Chang became the world's top female recurve archer in June 2017. At the annual Archery World Cup final in September she won two medals, achieving gold in the mixed team event with Kim Woojin and bronze in the women's individual event. In October Chang partnered Choi Mi-sun and Kang Chae-young at the 2017 World Championships, helping secure South Korea's thirteenth World Championship gold medal in the women's team event after defeating host nation Mexico in the final. She later finished as the runner-up in the women's individual event after losing to the Russian world number three Ksenia Perova in the gold medal match.

Chang began 2018 strongly with victory in the first stage of the Archery World Cup in April, dropping just two points in the final against China's An Qixuan. Her win was notable for her precise shooting in the match's second set, where from a distance of 70 m she placed her three arrows within 3 cm of one another inside the target's innermost ring, a feat lauded as one of the finest achievements recorded in a modern recurve competition. Chang also progressed to the final of the World Cup's second stage held one month later, where she was again defeated by Ksenia Perova.

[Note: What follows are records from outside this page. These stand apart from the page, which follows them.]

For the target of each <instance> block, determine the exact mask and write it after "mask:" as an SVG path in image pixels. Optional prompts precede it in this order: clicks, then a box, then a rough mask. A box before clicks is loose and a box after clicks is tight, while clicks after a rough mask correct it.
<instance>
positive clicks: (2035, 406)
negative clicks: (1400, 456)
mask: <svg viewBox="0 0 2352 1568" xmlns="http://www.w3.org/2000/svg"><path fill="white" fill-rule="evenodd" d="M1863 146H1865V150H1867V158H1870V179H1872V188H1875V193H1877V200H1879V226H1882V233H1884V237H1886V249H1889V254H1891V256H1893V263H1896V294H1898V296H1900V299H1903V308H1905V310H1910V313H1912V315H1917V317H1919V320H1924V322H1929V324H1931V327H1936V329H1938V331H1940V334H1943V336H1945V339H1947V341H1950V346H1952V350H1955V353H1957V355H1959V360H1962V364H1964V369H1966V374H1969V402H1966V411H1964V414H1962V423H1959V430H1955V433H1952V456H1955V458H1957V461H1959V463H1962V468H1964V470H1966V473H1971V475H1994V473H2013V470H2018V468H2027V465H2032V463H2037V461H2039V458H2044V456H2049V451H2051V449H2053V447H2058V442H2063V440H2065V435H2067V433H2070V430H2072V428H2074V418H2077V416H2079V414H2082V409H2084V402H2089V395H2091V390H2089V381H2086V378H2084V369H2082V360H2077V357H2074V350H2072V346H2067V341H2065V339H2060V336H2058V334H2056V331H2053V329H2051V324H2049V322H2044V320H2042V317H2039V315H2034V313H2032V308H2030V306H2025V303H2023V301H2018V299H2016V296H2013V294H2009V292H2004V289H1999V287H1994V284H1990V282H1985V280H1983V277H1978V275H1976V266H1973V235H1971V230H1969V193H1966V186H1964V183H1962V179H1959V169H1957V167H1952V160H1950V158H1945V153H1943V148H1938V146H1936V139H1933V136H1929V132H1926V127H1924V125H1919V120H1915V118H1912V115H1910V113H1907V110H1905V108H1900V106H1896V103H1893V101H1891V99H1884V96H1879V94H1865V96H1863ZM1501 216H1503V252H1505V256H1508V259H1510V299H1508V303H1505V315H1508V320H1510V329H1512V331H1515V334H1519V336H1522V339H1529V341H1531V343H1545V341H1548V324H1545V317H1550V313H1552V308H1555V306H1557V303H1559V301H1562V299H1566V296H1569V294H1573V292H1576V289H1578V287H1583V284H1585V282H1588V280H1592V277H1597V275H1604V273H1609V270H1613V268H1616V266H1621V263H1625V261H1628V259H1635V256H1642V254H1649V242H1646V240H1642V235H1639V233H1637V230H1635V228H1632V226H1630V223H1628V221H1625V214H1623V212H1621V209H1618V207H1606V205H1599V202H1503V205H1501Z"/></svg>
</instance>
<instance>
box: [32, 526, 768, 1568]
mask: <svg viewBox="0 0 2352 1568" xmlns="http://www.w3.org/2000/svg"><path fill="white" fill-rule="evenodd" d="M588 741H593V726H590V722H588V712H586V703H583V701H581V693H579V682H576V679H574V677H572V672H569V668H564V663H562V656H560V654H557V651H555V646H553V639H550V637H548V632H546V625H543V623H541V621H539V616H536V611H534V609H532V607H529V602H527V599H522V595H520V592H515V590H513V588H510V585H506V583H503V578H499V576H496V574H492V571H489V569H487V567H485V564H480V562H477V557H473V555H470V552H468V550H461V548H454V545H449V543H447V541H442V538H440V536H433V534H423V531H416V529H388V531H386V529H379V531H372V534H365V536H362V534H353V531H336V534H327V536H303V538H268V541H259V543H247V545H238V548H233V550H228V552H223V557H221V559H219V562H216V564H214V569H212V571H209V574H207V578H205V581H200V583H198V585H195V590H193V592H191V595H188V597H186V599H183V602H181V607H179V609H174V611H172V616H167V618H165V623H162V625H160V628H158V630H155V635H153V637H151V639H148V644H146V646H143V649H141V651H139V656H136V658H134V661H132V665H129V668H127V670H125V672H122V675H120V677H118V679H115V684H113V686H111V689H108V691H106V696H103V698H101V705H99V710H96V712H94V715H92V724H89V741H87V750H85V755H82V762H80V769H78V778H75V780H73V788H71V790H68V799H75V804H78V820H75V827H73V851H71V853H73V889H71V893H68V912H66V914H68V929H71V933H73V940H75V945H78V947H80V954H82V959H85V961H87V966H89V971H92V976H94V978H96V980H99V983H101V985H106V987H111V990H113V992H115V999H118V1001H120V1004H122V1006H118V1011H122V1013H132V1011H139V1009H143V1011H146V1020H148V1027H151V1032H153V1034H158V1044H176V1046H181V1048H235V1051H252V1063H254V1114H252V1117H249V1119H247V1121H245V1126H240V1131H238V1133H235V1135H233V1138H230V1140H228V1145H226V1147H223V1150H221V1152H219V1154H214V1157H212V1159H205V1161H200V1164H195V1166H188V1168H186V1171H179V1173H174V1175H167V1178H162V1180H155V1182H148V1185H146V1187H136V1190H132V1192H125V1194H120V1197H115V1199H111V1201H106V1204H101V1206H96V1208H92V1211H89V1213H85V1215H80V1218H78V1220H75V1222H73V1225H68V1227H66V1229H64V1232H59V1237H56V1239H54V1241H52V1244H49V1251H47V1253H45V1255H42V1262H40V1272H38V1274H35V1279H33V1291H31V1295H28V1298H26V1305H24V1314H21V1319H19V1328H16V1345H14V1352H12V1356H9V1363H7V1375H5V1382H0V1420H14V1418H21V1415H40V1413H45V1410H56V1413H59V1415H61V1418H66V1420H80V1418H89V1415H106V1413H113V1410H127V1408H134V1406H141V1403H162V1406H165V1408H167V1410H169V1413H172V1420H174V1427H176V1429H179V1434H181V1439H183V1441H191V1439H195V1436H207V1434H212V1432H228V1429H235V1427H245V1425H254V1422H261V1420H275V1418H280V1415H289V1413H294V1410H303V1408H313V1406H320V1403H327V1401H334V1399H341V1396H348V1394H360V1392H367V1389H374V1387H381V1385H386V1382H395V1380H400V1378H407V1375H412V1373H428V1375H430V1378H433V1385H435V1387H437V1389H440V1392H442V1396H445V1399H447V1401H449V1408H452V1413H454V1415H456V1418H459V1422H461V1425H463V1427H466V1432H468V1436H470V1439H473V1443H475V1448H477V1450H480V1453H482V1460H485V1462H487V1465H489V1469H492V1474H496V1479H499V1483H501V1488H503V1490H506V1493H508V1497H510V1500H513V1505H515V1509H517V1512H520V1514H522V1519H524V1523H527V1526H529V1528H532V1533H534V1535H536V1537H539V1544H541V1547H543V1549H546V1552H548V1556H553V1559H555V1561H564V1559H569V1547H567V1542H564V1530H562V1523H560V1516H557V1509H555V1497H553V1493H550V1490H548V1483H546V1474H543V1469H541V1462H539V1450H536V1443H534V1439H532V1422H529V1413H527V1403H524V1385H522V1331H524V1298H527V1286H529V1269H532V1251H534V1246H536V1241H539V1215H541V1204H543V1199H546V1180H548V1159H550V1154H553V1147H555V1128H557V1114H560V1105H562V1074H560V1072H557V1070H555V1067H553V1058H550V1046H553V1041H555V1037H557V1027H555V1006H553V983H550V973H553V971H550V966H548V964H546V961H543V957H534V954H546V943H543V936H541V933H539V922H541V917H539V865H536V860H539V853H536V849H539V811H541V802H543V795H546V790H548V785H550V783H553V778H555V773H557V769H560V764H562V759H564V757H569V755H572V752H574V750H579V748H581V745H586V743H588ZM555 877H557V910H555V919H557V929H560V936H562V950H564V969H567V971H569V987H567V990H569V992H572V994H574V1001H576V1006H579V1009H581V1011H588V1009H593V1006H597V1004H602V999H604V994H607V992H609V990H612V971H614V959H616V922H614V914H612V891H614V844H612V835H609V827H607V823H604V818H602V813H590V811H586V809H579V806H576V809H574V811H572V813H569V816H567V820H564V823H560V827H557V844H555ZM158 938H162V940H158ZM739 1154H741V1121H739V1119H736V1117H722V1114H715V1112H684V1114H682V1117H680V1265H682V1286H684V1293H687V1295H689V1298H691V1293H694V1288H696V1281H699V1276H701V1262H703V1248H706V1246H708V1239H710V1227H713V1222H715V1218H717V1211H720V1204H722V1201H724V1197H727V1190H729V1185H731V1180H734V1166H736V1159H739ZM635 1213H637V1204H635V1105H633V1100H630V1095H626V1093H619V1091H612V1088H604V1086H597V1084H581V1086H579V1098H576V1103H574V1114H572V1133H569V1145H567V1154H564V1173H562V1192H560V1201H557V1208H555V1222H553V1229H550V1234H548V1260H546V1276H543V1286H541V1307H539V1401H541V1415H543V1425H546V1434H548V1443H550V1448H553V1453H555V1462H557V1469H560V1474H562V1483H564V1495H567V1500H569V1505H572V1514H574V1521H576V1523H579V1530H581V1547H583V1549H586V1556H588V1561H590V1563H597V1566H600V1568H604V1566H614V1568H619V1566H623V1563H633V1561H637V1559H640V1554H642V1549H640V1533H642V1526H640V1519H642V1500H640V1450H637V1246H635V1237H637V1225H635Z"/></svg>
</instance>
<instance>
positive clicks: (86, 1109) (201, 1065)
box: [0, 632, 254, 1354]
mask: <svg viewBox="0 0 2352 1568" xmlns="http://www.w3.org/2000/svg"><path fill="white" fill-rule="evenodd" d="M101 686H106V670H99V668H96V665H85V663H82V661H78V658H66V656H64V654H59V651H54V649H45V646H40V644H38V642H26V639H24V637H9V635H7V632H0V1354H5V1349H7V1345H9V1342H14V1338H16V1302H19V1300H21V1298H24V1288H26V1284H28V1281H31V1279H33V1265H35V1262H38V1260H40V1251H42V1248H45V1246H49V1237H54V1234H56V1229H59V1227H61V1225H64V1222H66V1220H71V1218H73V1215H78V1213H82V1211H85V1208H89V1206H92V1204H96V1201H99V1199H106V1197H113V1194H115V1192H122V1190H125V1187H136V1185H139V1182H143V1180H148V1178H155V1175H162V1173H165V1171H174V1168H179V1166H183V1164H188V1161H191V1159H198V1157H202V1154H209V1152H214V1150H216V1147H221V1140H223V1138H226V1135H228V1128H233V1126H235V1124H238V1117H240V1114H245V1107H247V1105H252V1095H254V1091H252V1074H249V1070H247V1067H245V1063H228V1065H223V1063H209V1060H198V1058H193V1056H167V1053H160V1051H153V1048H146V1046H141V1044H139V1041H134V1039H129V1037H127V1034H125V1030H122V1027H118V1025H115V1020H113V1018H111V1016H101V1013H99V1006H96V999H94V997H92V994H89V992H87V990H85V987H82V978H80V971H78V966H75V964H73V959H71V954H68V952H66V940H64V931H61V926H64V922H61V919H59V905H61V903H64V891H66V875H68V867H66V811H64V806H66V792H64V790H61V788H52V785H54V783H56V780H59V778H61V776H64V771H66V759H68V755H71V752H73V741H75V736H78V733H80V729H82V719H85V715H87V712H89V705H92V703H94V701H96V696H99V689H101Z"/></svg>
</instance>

For the 2018 Asian Games held in August in Jakarta, Chang competed alongside Kang Chae-young, Lee Eun-gyeong, and Lee Woo-seok. Although she was praised for her consistency by the Korea JoongAng Daily after retaining her place in the national team for a fifth consecutive year, Chang delivered an uneven performance in her events and suffered quarter-final defeats in both the women's individual and mixed team events before winning gold in the women's team event. These results ran contrary to expectations of her winning gold in all three events and came amid wider South Korean sporting disappointments at the Games. The Korea JoongAng Daily suggested that the pressure placed on her shoulders to succeed contributed to her inconsistent form, commenting that her "struggle seemed to be more mental than a lack of skill." Chang was later eliminated from the World Cup's final stage in September by the eventual runner-up Yasemin Anagoz, but maintained her position as the World Archery Federation's number one-ranked female recurve archer at the end of the year.

===2019–2022: Decline and retirement===
In 2019 Chang partnered Choi Mi-sun and Kang Chae-young at the World Championships in June, achieving a silver medal in the women's team event after the trio lost to Taiwan in the final. By July of that year Chang had been identified by the magazine Bow International as having noticeably dipped in form since the beginning of 2018, and in September she was eliminated from the national selection process for the 2020 Summer Olympics after finishing outside the top 20 qualifiers. She was however afforded a second opportunity to qualify after the COVID-19 pandemic forced the postponement of the Olympics until the following year. In March 2021 she was eliminated from contention for a second time.

In August 2022 Chang announced her retirement from competitive archery.